- Born: 1965 (age 60–61)
- Education: University of Cambridge;
- Scientific career
- Workplaces: National Cancer Institute;

= Shiv I.S. Grewal =

Cancer researcher

Shiv I.S. Grewal is an American scientist who is a distinguished investigator and laboratory chief at Center for Cancer Research, National Cancer Institute, National Institutes of Health, who studies the epigenetic control of higher-order chromatin assembly. His scientific career began at the University of Cambridge, where he held the prestigious Cambridge-Nehru scholarship and received Ph.D. in 1992. Then he joined National Cancer Institute as a postdoctoral fellow and found that the silenced states of gene expression can be propagated as epigenetic states. He continued to pursue his interests in the areas of epigenetic control of gene expression and development, joining Cold Spring Harbor Laboratory as an assistant professor in 1998, where he was promoted to associate professor in 2002. In 2003, he assumed a position of Senior Investigator at the Laboratory of Molecular Cell Biology, National Cancer Institute, where he was appointed distinguished investigator and laboratory chief in 2011.

Grewal’s works to understand the epigenetic control of higher-order chromatin assembly have addressed important questions on mechanisms for dynamic regulation of chromosome structure that govern diverse cellular processes including stable inheritance of gene expression, proper regulation of developmental states, and preserving genomic integrity, providing broad implications for human biology and disease including cancer.

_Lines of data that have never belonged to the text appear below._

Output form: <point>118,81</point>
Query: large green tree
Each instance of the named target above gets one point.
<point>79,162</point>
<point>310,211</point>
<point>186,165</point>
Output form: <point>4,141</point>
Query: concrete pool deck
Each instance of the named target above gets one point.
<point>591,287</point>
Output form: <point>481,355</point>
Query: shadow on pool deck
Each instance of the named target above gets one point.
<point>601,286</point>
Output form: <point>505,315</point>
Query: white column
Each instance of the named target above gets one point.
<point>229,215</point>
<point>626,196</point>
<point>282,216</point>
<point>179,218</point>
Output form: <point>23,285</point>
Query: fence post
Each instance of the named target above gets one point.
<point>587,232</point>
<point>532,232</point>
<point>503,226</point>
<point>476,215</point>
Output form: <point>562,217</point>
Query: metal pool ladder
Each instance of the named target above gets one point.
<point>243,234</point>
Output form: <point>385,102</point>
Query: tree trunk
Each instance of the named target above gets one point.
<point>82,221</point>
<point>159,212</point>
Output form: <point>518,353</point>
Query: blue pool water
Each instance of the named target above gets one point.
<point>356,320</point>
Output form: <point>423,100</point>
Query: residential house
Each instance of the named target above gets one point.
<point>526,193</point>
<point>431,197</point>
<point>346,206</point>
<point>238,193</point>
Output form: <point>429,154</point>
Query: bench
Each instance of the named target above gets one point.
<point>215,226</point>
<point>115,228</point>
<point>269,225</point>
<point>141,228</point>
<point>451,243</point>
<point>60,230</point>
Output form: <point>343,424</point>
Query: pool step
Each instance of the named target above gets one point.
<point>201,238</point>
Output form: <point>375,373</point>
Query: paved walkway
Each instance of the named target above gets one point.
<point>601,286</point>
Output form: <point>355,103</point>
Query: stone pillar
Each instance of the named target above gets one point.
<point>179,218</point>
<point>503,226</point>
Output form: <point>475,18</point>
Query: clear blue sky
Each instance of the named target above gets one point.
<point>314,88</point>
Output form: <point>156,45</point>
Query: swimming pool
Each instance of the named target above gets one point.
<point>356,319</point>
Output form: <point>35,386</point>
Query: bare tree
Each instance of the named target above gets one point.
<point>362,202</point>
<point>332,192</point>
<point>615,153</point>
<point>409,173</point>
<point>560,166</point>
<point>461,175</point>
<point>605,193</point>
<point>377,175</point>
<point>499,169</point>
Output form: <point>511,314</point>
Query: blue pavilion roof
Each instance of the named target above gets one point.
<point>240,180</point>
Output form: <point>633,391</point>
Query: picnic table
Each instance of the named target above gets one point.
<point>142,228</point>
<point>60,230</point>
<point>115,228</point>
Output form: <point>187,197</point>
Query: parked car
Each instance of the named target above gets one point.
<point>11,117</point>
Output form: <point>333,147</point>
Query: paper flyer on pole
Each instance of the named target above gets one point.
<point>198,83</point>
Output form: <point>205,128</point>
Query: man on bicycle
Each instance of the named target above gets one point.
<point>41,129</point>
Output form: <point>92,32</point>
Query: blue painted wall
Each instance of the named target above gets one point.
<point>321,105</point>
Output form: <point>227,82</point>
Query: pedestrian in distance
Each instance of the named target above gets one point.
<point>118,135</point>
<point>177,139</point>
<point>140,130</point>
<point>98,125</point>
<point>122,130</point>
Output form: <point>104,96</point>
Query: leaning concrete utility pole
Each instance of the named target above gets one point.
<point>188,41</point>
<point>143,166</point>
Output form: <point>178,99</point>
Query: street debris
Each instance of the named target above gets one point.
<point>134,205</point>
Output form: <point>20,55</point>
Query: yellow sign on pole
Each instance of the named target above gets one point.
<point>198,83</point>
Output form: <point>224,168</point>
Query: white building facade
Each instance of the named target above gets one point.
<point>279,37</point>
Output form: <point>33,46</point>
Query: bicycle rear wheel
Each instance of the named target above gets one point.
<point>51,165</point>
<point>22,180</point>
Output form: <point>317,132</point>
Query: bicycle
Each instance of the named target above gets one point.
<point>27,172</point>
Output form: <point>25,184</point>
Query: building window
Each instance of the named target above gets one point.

Work by Grewal showing a connection between RNAi and heterochromatin formation was selected 'Breakthrough of the Year' by Science magazine. Three papers from Grewal laboratory are cited as “Milestones” for historic discoveries over the past 50 years by Nature.

Grewal has received numerous awards including Demerec-Kaufmann award in developmental biology, the 1999 Ellison Medical Foundation new scholar award, the Newcomb Cleveland prize by the American Association for Advancement of Science, NIH Directors's award and the NIH MERIT award. In 2009, he was ranked as one of the most cited scientists in the field of epigenetics. In 2014, he was elected to the National Academy of Sciences and also the American Academy of Arts and Sciences.

In 2017, the Indian National Science Academy elected Grewal as a Foreign Fellow of the Academy.